RUN WHAT YOU BRUN
We all like an underdog, and Swiss driver and team owner ‘Walti’ was a best of breed. He tells Robert Weber about his fast-paced youth, his Schnitzer years and beating Porsche at its own game
PAUL-HENRI CAHIER/GETTY IMAGES
Joest, Kremer, Richard Lloyd, John Fitzpatrick… where would Group C have been without the great Porsche customer teams who were let off the leash to race, and sometimes beat, the factory 956s and 962s? Among the colourful throng, Swiss-based Brun Motorsport quickly established itself among the best in those heady days – and in 1986 even upstaged the works Rothmans cars, Joest and Jaguar to snatch a teams’ World Sportscar Championship crown.

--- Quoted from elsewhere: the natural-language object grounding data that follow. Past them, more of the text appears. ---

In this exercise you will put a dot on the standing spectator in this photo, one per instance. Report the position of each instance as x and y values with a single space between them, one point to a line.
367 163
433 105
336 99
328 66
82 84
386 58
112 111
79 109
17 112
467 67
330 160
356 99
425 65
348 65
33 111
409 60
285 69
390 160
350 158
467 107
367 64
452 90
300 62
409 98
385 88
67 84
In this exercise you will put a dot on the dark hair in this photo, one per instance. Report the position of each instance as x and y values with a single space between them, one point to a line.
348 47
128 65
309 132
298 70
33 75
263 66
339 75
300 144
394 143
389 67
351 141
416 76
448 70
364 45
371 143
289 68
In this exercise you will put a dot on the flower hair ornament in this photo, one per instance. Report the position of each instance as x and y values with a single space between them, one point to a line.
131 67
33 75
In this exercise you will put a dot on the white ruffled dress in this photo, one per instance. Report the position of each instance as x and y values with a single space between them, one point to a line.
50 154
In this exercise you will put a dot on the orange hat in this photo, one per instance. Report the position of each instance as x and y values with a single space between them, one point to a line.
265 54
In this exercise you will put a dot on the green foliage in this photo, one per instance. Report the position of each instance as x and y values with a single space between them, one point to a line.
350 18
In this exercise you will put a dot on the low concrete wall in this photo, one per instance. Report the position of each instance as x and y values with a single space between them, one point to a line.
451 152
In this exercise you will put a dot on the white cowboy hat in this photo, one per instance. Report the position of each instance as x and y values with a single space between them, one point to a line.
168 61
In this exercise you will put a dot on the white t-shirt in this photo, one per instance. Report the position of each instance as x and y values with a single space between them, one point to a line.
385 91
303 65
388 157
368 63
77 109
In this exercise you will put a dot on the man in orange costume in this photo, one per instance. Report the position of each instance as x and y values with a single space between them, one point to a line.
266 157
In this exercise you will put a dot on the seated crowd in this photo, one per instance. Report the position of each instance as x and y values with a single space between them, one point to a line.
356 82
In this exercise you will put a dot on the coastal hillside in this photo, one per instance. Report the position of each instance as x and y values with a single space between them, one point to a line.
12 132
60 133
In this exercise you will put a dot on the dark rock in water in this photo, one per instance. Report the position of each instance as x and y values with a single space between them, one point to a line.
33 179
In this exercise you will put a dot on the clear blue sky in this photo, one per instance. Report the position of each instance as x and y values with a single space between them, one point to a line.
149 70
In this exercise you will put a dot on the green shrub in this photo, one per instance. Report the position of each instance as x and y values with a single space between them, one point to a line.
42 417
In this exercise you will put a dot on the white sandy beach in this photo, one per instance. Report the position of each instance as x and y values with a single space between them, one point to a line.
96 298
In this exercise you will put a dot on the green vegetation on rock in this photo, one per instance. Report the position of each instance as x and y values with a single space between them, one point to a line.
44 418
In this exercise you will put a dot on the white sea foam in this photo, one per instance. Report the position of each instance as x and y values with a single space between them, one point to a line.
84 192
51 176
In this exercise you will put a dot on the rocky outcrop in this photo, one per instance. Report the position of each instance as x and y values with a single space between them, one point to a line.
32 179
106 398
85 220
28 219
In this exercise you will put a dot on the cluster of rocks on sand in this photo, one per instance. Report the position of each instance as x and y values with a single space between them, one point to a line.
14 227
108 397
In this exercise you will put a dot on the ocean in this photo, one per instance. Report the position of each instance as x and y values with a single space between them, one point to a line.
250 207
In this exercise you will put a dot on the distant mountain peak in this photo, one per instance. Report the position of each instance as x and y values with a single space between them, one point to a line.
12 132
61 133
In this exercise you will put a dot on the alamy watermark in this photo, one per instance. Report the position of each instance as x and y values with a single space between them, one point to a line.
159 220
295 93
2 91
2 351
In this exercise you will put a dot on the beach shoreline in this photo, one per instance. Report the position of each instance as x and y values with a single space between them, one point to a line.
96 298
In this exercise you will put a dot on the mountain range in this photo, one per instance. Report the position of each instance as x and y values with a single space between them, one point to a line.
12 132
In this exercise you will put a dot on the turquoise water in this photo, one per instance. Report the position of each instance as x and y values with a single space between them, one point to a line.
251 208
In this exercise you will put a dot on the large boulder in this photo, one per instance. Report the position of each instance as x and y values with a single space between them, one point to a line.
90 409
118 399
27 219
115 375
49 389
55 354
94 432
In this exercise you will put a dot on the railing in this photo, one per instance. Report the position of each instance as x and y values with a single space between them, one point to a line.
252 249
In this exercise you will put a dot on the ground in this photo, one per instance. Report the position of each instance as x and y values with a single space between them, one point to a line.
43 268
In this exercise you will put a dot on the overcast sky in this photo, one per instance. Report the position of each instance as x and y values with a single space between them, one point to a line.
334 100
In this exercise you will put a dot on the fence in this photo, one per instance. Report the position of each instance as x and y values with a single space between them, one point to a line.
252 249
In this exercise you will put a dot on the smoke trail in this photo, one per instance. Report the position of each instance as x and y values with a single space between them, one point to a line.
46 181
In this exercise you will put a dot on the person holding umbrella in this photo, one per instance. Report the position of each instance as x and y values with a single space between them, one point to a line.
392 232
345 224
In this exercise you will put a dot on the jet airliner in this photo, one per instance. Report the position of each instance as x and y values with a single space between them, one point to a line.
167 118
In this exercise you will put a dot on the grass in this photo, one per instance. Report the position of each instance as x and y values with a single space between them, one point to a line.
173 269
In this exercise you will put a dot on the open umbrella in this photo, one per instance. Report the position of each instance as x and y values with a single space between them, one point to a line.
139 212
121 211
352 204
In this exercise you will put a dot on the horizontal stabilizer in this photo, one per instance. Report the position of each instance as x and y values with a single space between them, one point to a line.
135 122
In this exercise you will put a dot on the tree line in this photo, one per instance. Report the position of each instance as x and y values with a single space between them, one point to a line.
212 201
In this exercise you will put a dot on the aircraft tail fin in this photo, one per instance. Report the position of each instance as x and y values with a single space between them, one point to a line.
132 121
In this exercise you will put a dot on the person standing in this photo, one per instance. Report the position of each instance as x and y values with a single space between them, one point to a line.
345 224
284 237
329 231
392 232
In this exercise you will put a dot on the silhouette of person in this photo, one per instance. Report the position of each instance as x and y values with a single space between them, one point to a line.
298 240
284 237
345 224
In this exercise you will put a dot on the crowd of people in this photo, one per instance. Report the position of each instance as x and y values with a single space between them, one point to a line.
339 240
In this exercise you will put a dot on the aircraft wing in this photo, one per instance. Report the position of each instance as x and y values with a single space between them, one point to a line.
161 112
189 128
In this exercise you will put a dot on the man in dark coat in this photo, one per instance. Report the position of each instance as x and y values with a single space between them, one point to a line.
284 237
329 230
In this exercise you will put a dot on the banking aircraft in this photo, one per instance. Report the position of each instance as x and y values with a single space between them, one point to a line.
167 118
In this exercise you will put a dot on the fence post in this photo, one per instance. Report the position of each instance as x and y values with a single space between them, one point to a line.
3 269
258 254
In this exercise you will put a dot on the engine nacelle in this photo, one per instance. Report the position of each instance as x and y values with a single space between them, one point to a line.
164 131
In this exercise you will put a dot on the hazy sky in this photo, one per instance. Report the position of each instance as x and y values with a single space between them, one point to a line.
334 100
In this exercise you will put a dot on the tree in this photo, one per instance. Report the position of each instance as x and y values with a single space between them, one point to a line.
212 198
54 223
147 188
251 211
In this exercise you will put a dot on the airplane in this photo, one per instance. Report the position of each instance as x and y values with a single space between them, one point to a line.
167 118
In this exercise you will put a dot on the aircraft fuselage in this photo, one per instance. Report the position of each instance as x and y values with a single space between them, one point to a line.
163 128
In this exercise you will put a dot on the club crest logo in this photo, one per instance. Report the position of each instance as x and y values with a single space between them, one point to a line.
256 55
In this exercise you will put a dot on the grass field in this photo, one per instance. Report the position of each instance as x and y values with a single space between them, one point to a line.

Founder Walter Brun has rarely been interviewed, especially for English publications, but now, age 80, he granted Motor Sport an audience to tell us how it all began for him first as a racing driver and then also as an entrant, why Stefan Bellof preferred racing for his team than the factory and how his short, ill-fated dalliance with Formula 1 almost sank him.
Motor Sport: Walti, you were a racing driver before you were a team entrant. How did it all start for you?
Walter Brun:
“Well, I was a farmer’s son. We had a farm with a shop and a post office. We had farmhands and milkers who I always helped. I was already driving a tractor at the age of eight and thus gained my first driving experience. When I was 12, I drove to school in my father’s car. I parked right next to the police station and he didn’t report me. He knew I was driving and I knew he was having an affair with one of our waitresses. Live and let live. That was the way it was in the country in the 1950s.
“Later I bought a Lotus Cortina from a dealer in the village. I drove it quite fast. There were no speed limits in our village. The other mothers said, ‘Walti, you’d better go racing. We always have to get the children off the road when you drive around here.’ So that’s what I did and I went hillclimbing in a Lotus Cortina. But it soon became too slow for me.”
You first made your name in BMWs.
“Yes, I went to BMW Schnitzer and said, ‘Give me a proper car.’ I got one of their hot BMW 2002s. Until 1970 I only drove hillclimbs or slaloms. And then at some point the Schnitzers said, ‘Walti, come out on the race track.’ At first I had to get used to the fact that there was someone on the right, on the left, in the back and in the front.”